Hopefully there would be a "sensible bid" coming from Ballylinch or another company coming into the frame, Mr Young said.
Ballylinch, which held 19.1% of Tourism Holdings' ordinary shares, was a limited partnership that had been registered in April and whose sole director was John Grace, a New Zealand citizen who lived in Switzerland and was chairman of Sterling Grace Private Equity.
THL owns and operates motorhome, campervan and car rental businesses in this country and Australia, a recreational vehicle rental business in the United States, a motorhome and campervan manufacturing company in New Zealand, as well as tourism activities and a transportation business in New Zealand.
Mr Smith said THL had approached other parties to test their interest in making a competing takeover offer for the company.

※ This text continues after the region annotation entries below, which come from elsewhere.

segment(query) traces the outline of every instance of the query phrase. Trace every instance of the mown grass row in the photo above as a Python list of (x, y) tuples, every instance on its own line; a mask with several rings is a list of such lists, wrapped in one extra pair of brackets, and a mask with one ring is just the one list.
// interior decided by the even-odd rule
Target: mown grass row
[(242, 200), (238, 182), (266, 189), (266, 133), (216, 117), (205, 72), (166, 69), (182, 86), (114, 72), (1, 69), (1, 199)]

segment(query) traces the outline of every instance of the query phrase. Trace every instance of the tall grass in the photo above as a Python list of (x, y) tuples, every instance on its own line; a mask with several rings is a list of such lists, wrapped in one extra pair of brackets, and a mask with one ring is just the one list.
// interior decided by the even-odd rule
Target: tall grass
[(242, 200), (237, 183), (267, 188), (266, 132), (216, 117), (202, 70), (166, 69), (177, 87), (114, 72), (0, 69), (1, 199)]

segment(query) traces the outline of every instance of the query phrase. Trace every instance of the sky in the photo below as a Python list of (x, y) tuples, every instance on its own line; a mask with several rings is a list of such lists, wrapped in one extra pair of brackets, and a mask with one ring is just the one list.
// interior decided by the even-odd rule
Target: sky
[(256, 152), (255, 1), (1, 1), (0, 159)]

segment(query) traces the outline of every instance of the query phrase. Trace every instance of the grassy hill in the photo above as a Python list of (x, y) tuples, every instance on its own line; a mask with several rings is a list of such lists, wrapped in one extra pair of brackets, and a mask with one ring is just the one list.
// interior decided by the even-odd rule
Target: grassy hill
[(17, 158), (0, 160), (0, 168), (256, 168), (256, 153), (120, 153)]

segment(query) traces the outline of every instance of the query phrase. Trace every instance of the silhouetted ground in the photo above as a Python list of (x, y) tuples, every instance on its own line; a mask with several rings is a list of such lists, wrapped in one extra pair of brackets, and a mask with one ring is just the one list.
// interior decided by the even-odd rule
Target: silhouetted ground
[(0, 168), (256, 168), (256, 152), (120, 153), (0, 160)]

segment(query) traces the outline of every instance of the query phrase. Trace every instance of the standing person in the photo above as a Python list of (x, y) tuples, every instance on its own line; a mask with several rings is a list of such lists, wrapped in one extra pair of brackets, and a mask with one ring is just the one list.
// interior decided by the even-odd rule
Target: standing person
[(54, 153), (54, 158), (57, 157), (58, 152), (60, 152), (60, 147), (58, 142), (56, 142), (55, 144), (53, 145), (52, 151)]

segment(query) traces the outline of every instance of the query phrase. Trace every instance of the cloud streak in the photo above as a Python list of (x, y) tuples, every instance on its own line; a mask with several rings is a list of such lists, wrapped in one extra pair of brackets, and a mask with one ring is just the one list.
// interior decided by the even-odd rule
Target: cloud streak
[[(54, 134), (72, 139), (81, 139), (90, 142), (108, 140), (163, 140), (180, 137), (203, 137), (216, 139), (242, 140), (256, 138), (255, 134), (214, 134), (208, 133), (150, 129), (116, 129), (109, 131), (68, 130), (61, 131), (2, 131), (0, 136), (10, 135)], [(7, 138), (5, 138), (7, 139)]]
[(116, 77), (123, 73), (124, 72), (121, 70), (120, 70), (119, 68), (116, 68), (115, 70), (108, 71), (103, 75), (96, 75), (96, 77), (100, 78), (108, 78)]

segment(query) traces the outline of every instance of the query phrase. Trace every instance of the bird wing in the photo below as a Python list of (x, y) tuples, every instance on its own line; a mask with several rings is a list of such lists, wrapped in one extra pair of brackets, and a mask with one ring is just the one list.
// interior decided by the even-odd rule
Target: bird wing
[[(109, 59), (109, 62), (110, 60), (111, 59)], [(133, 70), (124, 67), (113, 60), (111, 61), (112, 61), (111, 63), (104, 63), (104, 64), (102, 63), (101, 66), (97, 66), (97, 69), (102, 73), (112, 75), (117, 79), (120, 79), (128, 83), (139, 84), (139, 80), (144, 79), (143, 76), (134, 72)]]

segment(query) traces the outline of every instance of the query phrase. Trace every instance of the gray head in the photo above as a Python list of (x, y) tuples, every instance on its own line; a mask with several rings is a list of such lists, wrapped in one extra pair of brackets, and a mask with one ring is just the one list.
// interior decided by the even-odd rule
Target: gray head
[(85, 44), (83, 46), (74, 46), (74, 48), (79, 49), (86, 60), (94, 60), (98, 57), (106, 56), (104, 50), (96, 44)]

So far, there had been no additional expressions of interest.
If the offer was successful it would give Ballylinch a controlling ownership stake in Tourism Holdings, but as the offer was partial shareholders might not be able to sell all their shares into it and may not receive a control premium on all their shares.
The offer came at a time when Tourism Holdings' performance had been affected by the global financial crisis, persistently high New Zealand and Australian currencies and natural disasters that affected global tourism flows, Mr Smith said.
While Mr Grace had been a long-standing and supportive shareholder of Tourism Holdings, the board was unaware of any further specialist experience or expertise that Ballylinch brought to the company.